Buckhead, Atlanta, Georgia.
As you know from my most recent blog, we evacuated from Sarasota in anticipation of Hurricane Irma. Having driven tandem to Atlanta, my wife and I are still camping out with dear friends here. They invited us. We didn’t just drop in, although I admit we arrived looking like an upscale, contemporary version of Grapes of Wrath complete with clothing and treasures stacked to the car ceilings.
It was our plan to avoid Irma. Once she had passed Florida and moved Northeast into the Atlantic, we would jump in the cars and return home. Apparently Irma didn’t receive my mental email because, in much weaker form, she followed us to Atlanta complete with tree damage, power outages, and roadway disruption. This meant we were trapped here an extra couple of days. Disruptive change yet again. Then, with an all clear and the cars repacked, we received news that rivers might be flooding and the major route, I75, might be closed. Departure for home delayed again.
The good news is that Sarasota dodged the bullet. Our house is fine.We have electricity and air conditioning. Provided the torrent of returning Floridians has diminished and gasoline is available en route, we’ll drive home tomorrow.
Actually, I am thinking of ordering matching t-shirts for my wife and me – black with red lettering. Mine will say “Agile” on the back. Hers will say “Adaptable” on the back.
Given this extra time in Atlanta, I have spent some time thinking about our communications during these several days of waiting, not knowing, and feeling powerless. Good friends from home and around the country have been calling and emailing us. I am amazed at the sincerity and diversity of people’s choices. Those to whom we are consistently connected have checked on us. People we haven’t connected with recently have reached out in amazing numbers. Our appreciation to all!
I have told Houston friends I grieve for their huge losses. It’s true. I have also expressed my appreciation for the warning Harvey provided to the rest of us. Without that storm and the intrepid, amazing citizens of Houston, I’m not sure we would have taken Irma as seriously and early as we did. Nothing like a timely object lesson.
A friend who elected to stay in his Sarasota house with his wife and ride Irma out just told me by phone that in case that was our final conversation, he wanted me to know how deeply he has appreciated our friendship.

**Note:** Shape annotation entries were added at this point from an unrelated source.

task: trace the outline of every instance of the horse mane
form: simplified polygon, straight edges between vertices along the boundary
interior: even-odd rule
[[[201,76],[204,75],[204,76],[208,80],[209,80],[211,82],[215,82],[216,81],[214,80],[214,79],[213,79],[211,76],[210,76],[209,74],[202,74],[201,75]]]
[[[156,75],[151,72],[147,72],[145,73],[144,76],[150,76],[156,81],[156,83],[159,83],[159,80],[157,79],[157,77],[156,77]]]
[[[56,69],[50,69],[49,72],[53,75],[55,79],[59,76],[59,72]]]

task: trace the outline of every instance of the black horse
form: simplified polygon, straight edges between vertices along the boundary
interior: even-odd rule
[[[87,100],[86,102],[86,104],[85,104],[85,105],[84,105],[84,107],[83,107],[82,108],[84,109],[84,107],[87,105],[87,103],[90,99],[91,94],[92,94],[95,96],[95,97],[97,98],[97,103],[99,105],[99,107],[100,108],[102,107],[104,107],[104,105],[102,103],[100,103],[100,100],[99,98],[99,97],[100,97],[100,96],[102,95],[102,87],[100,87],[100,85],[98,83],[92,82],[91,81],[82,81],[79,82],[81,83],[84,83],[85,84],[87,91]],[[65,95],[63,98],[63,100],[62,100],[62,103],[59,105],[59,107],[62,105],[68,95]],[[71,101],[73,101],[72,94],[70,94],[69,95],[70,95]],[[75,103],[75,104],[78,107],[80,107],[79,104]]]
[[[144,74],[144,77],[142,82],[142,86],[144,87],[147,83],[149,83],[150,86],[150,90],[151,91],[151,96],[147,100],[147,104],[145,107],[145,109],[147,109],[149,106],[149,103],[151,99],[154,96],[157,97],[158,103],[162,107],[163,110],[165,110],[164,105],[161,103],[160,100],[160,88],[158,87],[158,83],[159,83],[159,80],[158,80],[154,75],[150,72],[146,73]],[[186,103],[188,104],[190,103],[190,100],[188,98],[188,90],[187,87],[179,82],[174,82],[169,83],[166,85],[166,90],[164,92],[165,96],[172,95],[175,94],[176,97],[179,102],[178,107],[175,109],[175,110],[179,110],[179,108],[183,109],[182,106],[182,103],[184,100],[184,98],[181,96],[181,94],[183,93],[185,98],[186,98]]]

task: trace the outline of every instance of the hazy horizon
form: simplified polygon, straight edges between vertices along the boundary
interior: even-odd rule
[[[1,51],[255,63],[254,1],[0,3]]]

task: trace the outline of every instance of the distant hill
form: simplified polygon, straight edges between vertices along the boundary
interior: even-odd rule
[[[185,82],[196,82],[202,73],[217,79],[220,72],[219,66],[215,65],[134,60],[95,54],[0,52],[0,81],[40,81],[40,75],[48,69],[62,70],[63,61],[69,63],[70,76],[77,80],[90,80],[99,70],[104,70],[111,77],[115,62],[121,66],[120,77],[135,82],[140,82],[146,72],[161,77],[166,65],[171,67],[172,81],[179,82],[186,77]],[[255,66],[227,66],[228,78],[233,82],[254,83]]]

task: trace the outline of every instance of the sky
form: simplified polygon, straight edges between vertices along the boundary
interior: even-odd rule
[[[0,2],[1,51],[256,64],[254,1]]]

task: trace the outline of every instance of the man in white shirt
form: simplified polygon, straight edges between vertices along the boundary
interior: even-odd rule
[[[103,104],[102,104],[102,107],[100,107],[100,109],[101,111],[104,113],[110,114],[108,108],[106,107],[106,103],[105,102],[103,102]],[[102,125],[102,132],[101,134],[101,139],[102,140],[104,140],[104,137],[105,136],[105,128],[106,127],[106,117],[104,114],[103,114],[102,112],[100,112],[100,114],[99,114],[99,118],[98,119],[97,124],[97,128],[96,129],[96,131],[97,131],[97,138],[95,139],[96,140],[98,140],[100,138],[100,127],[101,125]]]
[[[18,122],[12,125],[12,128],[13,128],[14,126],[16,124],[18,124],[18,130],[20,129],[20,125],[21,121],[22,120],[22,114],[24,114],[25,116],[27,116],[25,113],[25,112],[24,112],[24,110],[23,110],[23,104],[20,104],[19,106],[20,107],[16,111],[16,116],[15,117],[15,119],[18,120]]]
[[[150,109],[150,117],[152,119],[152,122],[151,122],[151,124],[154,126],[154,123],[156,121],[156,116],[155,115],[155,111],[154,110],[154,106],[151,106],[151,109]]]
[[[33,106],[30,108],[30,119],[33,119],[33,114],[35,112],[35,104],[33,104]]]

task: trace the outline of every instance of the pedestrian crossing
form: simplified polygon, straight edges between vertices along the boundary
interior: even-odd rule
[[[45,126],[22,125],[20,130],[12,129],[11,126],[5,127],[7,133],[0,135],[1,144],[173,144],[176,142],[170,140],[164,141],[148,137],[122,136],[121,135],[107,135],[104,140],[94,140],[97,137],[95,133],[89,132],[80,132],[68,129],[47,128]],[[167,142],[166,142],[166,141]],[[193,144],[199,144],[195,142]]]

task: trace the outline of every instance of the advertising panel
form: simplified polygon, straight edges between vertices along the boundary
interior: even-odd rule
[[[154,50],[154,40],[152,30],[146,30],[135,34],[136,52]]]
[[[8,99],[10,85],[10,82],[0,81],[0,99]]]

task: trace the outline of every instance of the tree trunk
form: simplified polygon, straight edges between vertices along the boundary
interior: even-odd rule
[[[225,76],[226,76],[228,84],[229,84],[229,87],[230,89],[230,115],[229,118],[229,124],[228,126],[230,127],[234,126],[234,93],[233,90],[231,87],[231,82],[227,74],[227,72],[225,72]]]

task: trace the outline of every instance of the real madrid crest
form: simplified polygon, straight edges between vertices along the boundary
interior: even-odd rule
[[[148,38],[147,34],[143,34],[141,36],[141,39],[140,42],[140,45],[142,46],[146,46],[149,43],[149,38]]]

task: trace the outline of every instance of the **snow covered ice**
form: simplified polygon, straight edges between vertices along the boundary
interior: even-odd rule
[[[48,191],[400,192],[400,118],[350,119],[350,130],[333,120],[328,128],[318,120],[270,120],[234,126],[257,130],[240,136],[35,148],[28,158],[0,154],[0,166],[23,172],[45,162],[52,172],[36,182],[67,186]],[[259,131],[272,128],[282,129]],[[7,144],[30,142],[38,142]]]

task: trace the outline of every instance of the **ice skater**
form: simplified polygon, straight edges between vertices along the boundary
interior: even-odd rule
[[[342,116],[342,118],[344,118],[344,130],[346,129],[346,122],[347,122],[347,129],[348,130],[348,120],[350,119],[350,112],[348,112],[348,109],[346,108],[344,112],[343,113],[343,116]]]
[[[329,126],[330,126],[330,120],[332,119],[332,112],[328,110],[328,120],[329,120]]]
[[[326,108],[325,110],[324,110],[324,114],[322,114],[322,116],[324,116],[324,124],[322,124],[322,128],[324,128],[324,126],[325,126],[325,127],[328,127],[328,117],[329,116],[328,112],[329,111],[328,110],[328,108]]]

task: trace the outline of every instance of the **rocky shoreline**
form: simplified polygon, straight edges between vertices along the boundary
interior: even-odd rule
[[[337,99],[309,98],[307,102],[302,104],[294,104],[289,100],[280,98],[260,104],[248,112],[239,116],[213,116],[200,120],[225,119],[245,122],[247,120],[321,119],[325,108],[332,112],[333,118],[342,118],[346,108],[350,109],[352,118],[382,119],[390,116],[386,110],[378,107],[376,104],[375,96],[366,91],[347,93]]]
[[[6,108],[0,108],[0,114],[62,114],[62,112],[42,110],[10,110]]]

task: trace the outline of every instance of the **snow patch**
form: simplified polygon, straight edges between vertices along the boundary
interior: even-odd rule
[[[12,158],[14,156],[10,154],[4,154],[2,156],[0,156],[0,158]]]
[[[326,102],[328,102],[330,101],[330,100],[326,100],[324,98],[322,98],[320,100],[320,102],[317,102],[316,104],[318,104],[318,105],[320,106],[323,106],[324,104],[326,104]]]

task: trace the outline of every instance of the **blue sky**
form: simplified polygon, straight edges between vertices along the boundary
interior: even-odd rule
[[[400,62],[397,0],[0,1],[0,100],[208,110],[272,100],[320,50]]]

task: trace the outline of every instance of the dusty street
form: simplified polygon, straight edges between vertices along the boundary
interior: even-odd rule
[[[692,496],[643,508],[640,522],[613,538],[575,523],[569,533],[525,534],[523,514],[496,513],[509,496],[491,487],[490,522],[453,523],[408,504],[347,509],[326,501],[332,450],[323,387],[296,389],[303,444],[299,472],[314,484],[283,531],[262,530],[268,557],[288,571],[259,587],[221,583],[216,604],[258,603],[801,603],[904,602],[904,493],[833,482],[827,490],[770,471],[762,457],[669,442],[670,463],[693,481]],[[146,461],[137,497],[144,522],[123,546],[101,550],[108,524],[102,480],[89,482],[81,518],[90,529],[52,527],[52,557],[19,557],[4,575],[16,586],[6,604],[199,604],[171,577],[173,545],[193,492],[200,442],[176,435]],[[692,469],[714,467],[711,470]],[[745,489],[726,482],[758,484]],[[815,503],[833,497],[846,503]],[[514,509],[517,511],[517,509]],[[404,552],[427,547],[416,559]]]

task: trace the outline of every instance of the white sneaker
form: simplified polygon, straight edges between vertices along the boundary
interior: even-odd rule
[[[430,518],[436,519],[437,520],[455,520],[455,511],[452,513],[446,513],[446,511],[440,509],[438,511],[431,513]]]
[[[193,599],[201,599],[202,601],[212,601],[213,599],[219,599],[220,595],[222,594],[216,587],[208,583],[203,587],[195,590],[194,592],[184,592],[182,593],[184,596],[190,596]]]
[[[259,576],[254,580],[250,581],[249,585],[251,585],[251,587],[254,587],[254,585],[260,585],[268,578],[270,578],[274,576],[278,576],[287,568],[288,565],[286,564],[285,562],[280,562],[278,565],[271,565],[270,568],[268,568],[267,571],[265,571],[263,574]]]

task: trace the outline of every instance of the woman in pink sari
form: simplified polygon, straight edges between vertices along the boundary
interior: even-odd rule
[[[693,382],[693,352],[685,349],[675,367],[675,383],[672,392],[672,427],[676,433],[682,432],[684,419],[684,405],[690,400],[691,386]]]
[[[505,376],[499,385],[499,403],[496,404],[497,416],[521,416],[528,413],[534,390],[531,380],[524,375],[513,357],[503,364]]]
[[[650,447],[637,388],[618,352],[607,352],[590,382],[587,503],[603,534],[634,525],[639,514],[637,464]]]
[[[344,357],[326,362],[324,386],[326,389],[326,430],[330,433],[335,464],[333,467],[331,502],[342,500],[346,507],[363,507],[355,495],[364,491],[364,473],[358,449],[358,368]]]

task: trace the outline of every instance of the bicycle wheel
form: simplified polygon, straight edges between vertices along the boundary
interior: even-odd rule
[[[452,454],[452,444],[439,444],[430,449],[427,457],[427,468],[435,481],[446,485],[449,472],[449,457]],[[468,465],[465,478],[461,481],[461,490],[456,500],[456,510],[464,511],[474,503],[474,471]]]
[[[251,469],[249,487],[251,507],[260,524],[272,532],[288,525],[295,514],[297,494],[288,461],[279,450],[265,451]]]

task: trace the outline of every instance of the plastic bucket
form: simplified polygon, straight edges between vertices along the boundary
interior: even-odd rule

A friend in Northern California wanted to make sure we were safe from the tyranny of hurricanes, pointing out how hard it is from her standpoint to live with extended hurricane uncertainty. Then she pointed out that she lives 25 yards from the San Andreas earthquake fault. Hmmmmmm.
Another Sarasota friend told me they were busily boarding up their windows and settling in. Then she admitted they were considering evacuating at the last moment. Not because they felt unsafe in their house but because of the barrage of calls demanding evacuation they were receiving from family members who live in other regions of the country. The calls were, for those Sarasota residents, more draining and debilitating than their perception of the storm’s danger.
Another friend in Northern Wisconsin, who thinks nothing of being seasonally snowed and iced in for days at a time, with and without electricity, wanted to know how I stand the combination of ongoing humidity and potential hurricanes. Hmmmmmm.
A San Francisco friend, prompted by Irma, checked to make sure we were OK, which reminded me how many faces OK can have. The temperature in San Francisco hit 104F degrees the other day. San Francisco is, at least residentially, notoriously low on air conditioning. After all, it has its own, natural air conditioning with cold air (and fog) rushing in from the Pacific. San Francisco at 104F? It’s a good thing global change is a hoax (NOT!) or we could be in real trouble.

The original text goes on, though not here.